CSS-js渲染链接无用

Question

Ok, well, thanks to people here, I figured out the portion of my js code that's rendering my links useless is what's pasted below... Still trying to figure out why, but if someone has any insight, that'd be great...

function initJumpMenus() {
    // Turns all <select> elements with the 'jumpmenu' class into jump menus
    var selectElements = document.getElementsByTagName("select");
    for( i = 0; i < selectElements.length; i++ ) {
        // Check for the class and make sure the element has an ID
        if( selectElements[i].className == "jumpmenu" &&
            document.getElementById(selectElements[i].id) != ""
        ) {
            jumpmenu = document.getElementById(selectElements[i].id);
            jumpmenu.onchange = function() {
                if( this.options[this.selectedIndex].value != '' ) {
                    // Redirect
            location.href=this.options[this.selectedIndex].value;
                }
            }
        }
    }
}

window.onload = function() {
    initJumpMenus();
}

Answer 1

This:

document.getElementById(selectElements[i].id) != ""

is wrong. You want to check if the element has an id, so simply do:

selectElements[i].id != ""

I'd like to point out that you can improve your code here and there:

1 Don't write for loops that get the length property for each iteration,

instead do:

for( i = 0, num = selectElements.length; i < num; i++ ) {
    ...
}

Only if you expect selectElements to grow or shrink it would make sense to requery the property value, but in that case, you probably should not write a for loop anyway.

2: Don't write nodelist[index]

For nodelists, such as returned by getElementsByTagName() you should not write nodelist[index] (even though most browser support that). The standard DOM method is item , so write nodelist.item(index) instead.

3 fetch items from the list only once

If you need an item from the list more than once, store it in a local variable. your loop would become:

for( i = 0, selectElement; i < selectElements.length; i++ ) {
    selectElement = selectElements.item(i);
    ...more code using selectElement...
}

Note the declaration of the selectElement variable in the for loop. since you don't use it outside the loop, declaring it there avoids clutter and ensures that if you move the loop, you move the declaration.

4. cheapest comparisons first

You wrote:

selectElement.className == "jumpmenu" &&
selectElement.id != ""

this could be slightly improved if you reverse the legs:

selectElement.id != "" &&
selectElement.className == "jumpmenu"

This will be faster, since it is less work to check if a string is empty, and for those cases where the string is empty, we won't even check the className

5 Don't use document.getElementById() if you already have the element

Inside the loop you have this:

jumpmenu = document.getElementById(selectElements[i].id);

You are basically getting the id from the selectElement and use that to query the document to find ....the element having and id equal to that of the current selectElement . Becuase id 's are unique within the document (or should be), you are basically writing a completely unecessary sentence. jumpmenu and selectElement refer to one and the same object.

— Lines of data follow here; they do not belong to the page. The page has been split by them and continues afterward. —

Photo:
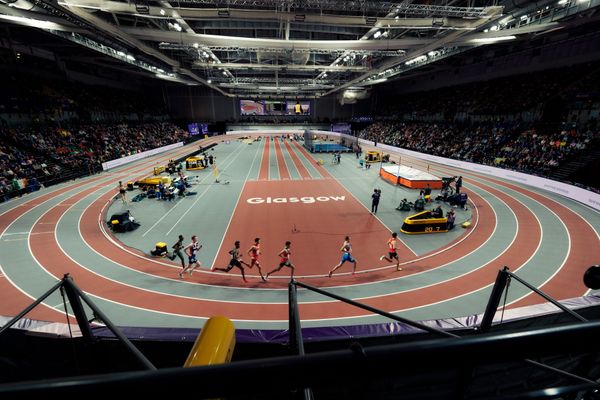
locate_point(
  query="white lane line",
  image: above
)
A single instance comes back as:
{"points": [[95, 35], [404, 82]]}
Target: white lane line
{"points": [[202, 194], [178, 203], [234, 208], [26, 233]]}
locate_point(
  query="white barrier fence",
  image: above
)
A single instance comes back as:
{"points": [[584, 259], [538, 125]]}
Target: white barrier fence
{"points": [[125, 160], [581, 195]]}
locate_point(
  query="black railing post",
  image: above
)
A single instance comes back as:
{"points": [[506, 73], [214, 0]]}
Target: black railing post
{"points": [[295, 329], [550, 299], [494, 300], [31, 306], [77, 307], [113, 328]]}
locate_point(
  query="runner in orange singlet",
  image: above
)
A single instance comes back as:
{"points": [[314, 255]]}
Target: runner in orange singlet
{"points": [[254, 252], [392, 251], [284, 261]]}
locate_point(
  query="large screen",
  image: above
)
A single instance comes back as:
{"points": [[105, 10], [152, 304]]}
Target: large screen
{"points": [[274, 107], [342, 128], [195, 128]]}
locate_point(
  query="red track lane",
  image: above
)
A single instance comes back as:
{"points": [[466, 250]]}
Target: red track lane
{"points": [[13, 299], [264, 162], [324, 173], [283, 171], [584, 252], [299, 166], [402, 248], [315, 248], [141, 298], [471, 281], [96, 240], [11, 215]]}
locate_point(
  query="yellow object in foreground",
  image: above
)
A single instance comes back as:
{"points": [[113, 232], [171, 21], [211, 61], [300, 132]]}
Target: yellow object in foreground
{"points": [[214, 345]]}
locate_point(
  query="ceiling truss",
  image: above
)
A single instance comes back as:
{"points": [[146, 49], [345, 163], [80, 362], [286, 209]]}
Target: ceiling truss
{"points": [[285, 47]]}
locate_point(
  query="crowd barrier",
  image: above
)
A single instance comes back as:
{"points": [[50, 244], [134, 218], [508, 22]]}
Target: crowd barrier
{"points": [[125, 160], [581, 195]]}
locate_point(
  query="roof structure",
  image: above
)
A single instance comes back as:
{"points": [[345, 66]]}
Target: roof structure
{"points": [[301, 48]]}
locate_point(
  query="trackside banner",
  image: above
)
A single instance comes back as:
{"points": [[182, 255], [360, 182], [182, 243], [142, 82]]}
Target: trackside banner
{"points": [[125, 160], [581, 195]]}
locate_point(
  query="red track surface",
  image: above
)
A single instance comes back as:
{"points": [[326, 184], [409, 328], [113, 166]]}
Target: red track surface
{"points": [[317, 228]]}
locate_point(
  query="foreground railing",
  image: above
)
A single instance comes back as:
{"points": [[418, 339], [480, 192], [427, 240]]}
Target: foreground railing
{"points": [[548, 362]]}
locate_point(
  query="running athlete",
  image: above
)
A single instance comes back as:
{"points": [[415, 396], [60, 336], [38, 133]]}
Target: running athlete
{"points": [[346, 256], [392, 251], [236, 261], [122, 192], [284, 261], [177, 247], [254, 252], [191, 250]]}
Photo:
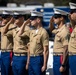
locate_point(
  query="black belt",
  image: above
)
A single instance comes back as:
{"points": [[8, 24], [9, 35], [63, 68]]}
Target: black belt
{"points": [[5, 50], [72, 53], [20, 54]]}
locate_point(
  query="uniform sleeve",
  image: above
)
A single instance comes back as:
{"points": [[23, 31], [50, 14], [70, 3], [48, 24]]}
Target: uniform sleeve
{"points": [[65, 39], [9, 33], [54, 31], [45, 39], [26, 34]]}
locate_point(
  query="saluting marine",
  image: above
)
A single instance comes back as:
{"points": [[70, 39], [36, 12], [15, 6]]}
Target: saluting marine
{"points": [[60, 50]]}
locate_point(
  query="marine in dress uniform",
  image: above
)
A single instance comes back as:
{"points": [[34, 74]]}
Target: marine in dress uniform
{"points": [[38, 45], [39, 42], [6, 45], [72, 42], [20, 46], [60, 51]]}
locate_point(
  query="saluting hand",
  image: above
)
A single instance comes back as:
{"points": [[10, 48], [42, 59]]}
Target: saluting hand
{"points": [[26, 22]]}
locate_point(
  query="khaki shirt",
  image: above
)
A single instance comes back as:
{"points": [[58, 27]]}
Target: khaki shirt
{"points": [[61, 39], [72, 42], [38, 41], [6, 42], [20, 42]]}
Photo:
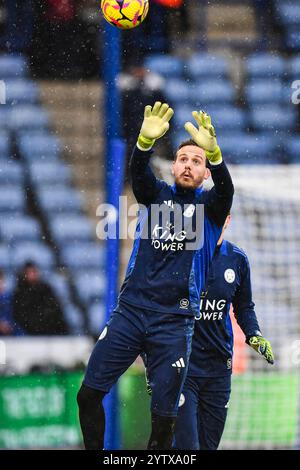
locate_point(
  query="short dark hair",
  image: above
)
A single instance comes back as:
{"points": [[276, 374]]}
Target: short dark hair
{"points": [[184, 144]]}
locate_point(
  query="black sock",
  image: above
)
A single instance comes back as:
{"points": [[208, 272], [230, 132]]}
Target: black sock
{"points": [[92, 417], [162, 432]]}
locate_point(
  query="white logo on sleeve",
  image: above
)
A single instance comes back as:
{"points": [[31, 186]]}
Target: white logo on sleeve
{"points": [[180, 363], [229, 275], [181, 400], [189, 211], [184, 303], [103, 334]]}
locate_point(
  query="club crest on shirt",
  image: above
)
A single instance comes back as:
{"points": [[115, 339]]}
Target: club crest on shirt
{"points": [[189, 211], [229, 275], [181, 400]]}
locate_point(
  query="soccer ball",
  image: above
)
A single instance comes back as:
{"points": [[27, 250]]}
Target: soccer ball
{"points": [[125, 14]]}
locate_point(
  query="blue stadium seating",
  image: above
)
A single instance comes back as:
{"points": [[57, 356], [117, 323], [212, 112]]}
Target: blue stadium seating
{"points": [[90, 285], [293, 39], [228, 117], [264, 91], [28, 117], [5, 112], [21, 92], [213, 91], [38, 146], [293, 149], [11, 172], [5, 262], [83, 256], [289, 12], [13, 66], [165, 65], [20, 228], [70, 227], [59, 199], [241, 148], [264, 65], [5, 144], [12, 198], [295, 67], [177, 90], [97, 317], [43, 173], [38, 252], [205, 65], [273, 117]]}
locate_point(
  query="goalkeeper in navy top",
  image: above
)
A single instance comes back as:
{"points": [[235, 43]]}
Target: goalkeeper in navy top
{"points": [[177, 233], [204, 401]]}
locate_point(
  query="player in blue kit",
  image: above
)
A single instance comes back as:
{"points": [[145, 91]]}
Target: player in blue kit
{"points": [[204, 401], [160, 295]]}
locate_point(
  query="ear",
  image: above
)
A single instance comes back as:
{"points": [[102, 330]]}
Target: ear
{"points": [[207, 173]]}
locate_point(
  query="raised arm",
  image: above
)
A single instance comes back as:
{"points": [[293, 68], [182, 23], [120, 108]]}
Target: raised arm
{"points": [[219, 198], [243, 307], [145, 186]]}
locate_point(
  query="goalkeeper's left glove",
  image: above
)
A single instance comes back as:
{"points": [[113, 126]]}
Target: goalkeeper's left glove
{"points": [[262, 346], [205, 136], [148, 386]]}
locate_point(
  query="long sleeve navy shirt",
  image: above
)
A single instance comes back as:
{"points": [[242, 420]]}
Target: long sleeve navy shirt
{"points": [[164, 274], [228, 282]]}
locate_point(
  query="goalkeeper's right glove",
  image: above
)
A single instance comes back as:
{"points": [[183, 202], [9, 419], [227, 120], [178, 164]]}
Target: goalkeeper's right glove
{"points": [[205, 136], [155, 124], [262, 346]]}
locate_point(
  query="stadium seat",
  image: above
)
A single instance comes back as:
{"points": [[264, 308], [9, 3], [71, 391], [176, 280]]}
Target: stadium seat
{"points": [[177, 90], [96, 317], [228, 117], [265, 65], [5, 112], [21, 92], [264, 91], [20, 228], [90, 285], [212, 91], [292, 146], [289, 13], [5, 262], [60, 199], [241, 148], [74, 319], [206, 65], [295, 67], [37, 146], [28, 117], [37, 252], [5, 147], [12, 198], [43, 173], [165, 65], [13, 66], [83, 256], [11, 172], [273, 117], [293, 39], [70, 227]]}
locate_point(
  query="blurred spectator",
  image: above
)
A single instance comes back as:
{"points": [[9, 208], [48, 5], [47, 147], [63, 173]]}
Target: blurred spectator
{"points": [[6, 321], [62, 45], [140, 87], [35, 306]]}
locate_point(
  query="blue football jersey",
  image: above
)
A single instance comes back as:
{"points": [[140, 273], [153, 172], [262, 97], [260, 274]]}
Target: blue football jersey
{"points": [[166, 273], [228, 282]]}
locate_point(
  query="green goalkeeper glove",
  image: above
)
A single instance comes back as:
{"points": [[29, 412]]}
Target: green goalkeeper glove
{"points": [[155, 124], [205, 136], [263, 347]]}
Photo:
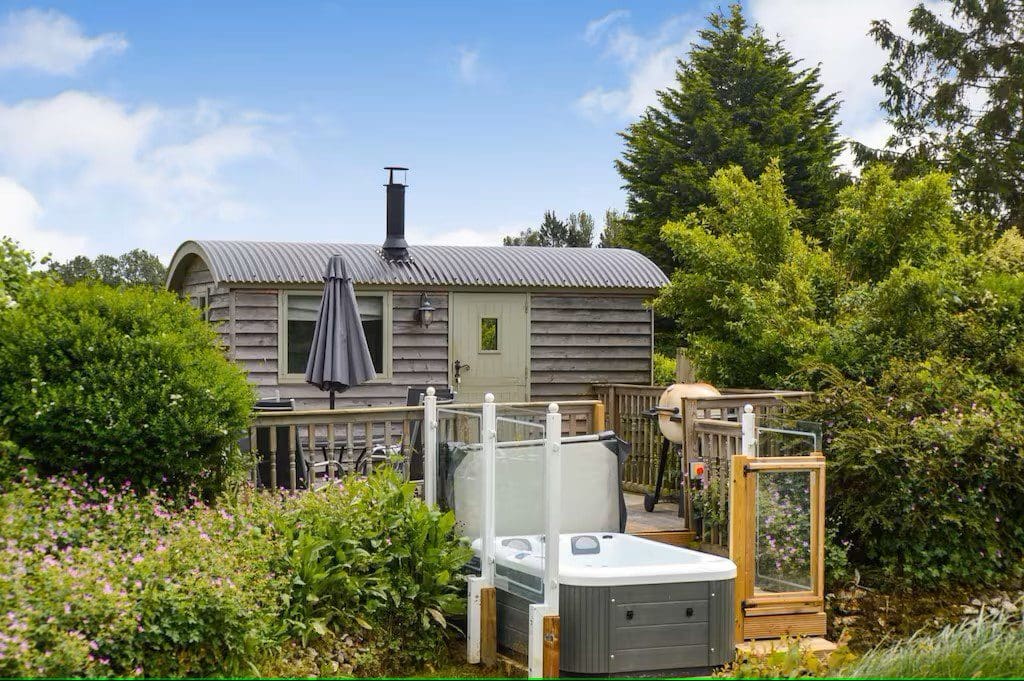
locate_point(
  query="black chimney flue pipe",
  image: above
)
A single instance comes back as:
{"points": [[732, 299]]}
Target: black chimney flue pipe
{"points": [[395, 247]]}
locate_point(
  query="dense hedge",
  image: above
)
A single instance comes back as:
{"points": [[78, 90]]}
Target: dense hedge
{"points": [[126, 383], [909, 323], [97, 580]]}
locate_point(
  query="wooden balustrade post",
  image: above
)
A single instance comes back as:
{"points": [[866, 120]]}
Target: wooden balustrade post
{"points": [[598, 424], [293, 447]]}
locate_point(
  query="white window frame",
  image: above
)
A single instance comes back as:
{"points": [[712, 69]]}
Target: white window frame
{"points": [[387, 309]]}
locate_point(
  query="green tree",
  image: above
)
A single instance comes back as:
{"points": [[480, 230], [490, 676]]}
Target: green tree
{"points": [[751, 289], [128, 383], [131, 268], [952, 92], [610, 235], [738, 99], [15, 270], [882, 222], [576, 231]]}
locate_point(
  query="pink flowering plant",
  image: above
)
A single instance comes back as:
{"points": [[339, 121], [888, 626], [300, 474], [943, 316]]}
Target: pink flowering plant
{"points": [[100, 580], [926, 473], [782, 553]]}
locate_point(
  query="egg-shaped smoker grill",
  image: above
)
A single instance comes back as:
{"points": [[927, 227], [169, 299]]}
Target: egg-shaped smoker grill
{"points": [[669, 413]]}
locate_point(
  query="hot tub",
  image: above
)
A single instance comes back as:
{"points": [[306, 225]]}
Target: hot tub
{"points": [[628, 605]]}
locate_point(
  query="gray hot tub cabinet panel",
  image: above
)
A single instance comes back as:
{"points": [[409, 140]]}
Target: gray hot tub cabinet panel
{"points": [[614, 630]]}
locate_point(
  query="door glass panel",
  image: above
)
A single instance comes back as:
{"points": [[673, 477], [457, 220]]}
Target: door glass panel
{"points": [[782, 549], [488, 334]]}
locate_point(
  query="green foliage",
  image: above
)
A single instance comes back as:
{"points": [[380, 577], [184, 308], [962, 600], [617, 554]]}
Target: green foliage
{"points": [[15, 270], [134, 267], [738, 99], [129, 384], [100, 581], [370, 555], [750, 288], [952, 94], [983, 648], [882, 222], [576, 231], [910, 327], [665, 369], [926, 477]]}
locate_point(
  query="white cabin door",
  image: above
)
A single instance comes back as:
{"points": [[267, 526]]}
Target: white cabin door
{"points": [[489, 346]]}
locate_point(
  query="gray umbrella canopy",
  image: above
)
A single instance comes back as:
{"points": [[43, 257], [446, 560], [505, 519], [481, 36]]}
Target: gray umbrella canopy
{"points": [[339, 357]]}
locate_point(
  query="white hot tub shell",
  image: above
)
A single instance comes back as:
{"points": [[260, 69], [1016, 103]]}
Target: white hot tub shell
{"points": [[628, 605]]}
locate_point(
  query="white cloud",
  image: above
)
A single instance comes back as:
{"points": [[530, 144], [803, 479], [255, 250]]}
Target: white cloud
{"points": [[51, 42], [597, 27], [469, 69], [647, 60], [19, 213], [463, 237], [99, 166]]}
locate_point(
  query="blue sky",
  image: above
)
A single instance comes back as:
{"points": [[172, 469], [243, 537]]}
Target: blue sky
{"points": [[142, 124]]}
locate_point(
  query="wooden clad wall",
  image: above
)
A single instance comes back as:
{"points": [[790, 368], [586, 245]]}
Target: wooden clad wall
{"points": [[248, 324], [198, 283], [578, 340]]}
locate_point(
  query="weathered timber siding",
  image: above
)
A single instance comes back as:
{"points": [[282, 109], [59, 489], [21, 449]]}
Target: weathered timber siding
{"points": [[577, 340], [198, 283]]}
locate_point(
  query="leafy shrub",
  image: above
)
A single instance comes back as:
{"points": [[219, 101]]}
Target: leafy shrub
{"points": [[750, 286], [983, 648], [99, 580], [129, 384], [15, 266], [926, 476], [665, 369]]}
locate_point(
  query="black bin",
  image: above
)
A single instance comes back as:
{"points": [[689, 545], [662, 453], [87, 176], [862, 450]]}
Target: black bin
{"points": [[285, 448]]}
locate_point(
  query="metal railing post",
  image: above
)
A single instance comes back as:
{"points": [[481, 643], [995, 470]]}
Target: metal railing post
{"points": [[488, 433], [430, 447], [750, 440], [552, 504]]}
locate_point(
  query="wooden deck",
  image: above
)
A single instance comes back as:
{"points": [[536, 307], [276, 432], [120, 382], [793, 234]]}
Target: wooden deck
{"points": [[662, 524], [664, 517]]}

6. onchange handler improvements

inside the loop you assign an onchange handler. you do so by creating a new function for each loop iteration. This is the handler code:

function() {
    if( this.options[this.selectedIndex].value != '' ) {
        // Redirect
        location.href=this.options[this.selectedIndex].value;
    }
}

Three things are of note here: First, the onchange handler code contains this location.href = ... that should probably be document.location.href = ... .

Second, you refer twice to this.options[this.selectedIndex].value . Again, put this in a local variable.

Third, the this refers to the element that experienced the onchange event by the time this function is executing. Other than this and properties of this , there are no variables in this handler that originate from the loop or the outer initJumpMenus function. You should simply create it once, outside the loop, and assign it every iteration:

var onchange_handler = function() {
    if( this.options[this.selectedIndex].value != "" ) {
        // Redirect
        location.href=this.options[this.selectedIndex].value;
    }
}
for (...) {
    if (...) {
        selectElement.onchange = onchange_handler;
    }
}

7 Summary

Putting it all toghether, this is how I would write it:

function initJumpMenus() {
    var handler = function() {
        var value = this.options.item(this.selectedIndex).value;
        if( value != "" ) {
            // Redirect
            document.location.href = value;
        }
    }
    var selectElements = document.getElementsByTagName("select");
    for(var i = 0, num = selectElements.length, selectElement; i < num; i++ ) {
        selectElement = selectElements.item(i);
        // Check for the class and make sure the element has an ID
        if( selectElement.id != "" &&
            selectElement.className == "jumpmenu"
        ) {
            selectElement.onchange = handler;
        }
    }
}

Answer 2

Check the error console; any exception in the JS will stop the links form reacting to a click.